L'année 1796 marque un tournant paradigmatique dans la carrière de French Laurence. Sous les auspices du duc de Portland, il accède à la chaire royale de droit civil de l'université d'Oxford, succédant ainsi à Thomas Francis Wenman. Parallèlement, l'entremise d'Edmund Burke et du comte Fitzwilliam lui ouvre les portes du Parlement, où il siège en qualité de représentant de Peterborough. Son activité législative se caractérise par une éloquence laconique et une stricte observance des thèses burkiennes, nonobstant des divergences notables en matière de droit des gens. Opposant résolu à l'Acte d'Union avec l'Irlande, il postule une continuité doctrinale avec son mentor défunt pour légitimer sa position. En 1806, il intègre le comité chargé de l'élaboration des chefs d'accusation visant Henry Dundas, premier vicomte Melville, lors de ce qui demeure l'ultime procédure d'impeachment de l'histoire britannique. Titulaire de la chancellerie du diocèse d'Oxford et magistrat à la cour d'amirauté des Cinq-Ports, il s'illustre par sa polyvalence juridique. Sa disparition survient de manière impromptue le , lors d'un séjour chez l'un de ses germains à Eltham, dans le Kent. Sa dépouille repose en l'église locale, signalée par un cénotaphe de marbre. Célibataire, Laurence consacre l'essentiel de son otium à la fréquentation du cercle Eumélien et à des travaux d'érudition scripturale.
Travaux
En parallèle de ses études de droit, il rédige des ballades à caractère politique afin de soutenir la campagne électorale de Charles James Fox dans la circonscription de Westminster lors du scrutin de 1784. Il participe en outre à la rédaction de la Rolliad, publication satirique, en y apportant des contributions multiples : il compose les textes publicitaires et la dédicace de l'ouvrage, ainsi que les Critiques numérotées III, VI, VII, VIII, XIII et XIV dans la première partie, et VII dans la seconde. Il est également l'auteur des Odes probatoires XVI et XXI, et rédige la première des Églogues politiques, intitulée Rose, ou la Plainte.

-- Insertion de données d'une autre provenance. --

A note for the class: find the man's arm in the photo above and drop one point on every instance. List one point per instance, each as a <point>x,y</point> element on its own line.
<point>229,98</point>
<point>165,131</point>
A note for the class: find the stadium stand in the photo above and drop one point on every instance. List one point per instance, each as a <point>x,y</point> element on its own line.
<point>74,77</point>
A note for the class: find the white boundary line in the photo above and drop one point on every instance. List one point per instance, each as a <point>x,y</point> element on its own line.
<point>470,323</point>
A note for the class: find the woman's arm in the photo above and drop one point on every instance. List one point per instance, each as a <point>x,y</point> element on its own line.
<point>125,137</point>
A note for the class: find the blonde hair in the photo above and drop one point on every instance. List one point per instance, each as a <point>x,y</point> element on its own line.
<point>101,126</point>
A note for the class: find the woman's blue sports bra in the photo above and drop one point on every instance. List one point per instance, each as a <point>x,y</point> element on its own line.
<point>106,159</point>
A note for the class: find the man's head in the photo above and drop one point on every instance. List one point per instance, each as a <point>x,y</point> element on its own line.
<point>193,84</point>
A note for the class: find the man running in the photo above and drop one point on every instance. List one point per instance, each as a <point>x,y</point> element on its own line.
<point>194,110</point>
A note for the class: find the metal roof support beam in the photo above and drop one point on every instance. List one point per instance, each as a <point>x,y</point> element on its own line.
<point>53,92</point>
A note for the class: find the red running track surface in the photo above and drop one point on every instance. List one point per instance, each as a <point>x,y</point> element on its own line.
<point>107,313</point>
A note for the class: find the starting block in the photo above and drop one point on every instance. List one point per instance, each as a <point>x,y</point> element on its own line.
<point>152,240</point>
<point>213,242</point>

La production intellectuelle de French Laurence s'articule autour de travaux épistolaires, poétiques et exégétiques. Sa correspondance avec Edmund Burke fait l'objet d'une édition posthume, établie par son frère et publiée à Londres en 1827 sous le titre The Epistolary Correspondence of the Right Hon. Edmund Burke and Dr. French Laurence. Son œuvre versifiée, regroupée au sein des Poetical Remains (Dublin, 1872), paraît conjointement aux écrits de son frère Richard ; ce recueil intègre des odes, des sonnets ainsi que des traductions issues des corpus gréco-latin et italien. Contributeur régulier du Gentleman's Magazine, Laurence consacre également une partie de ses travaux à la théologie. Ses analyses, éditées par son frère et publiées à Oxford en 1810 sous l’intitulé Critical Remarks on Detached Passages of the New Testament, particularly the Revelation of St. John, proposent une glose critique de segments choisis du Nouveau Testament, avec une attention particulière portée à l'Apocalypse.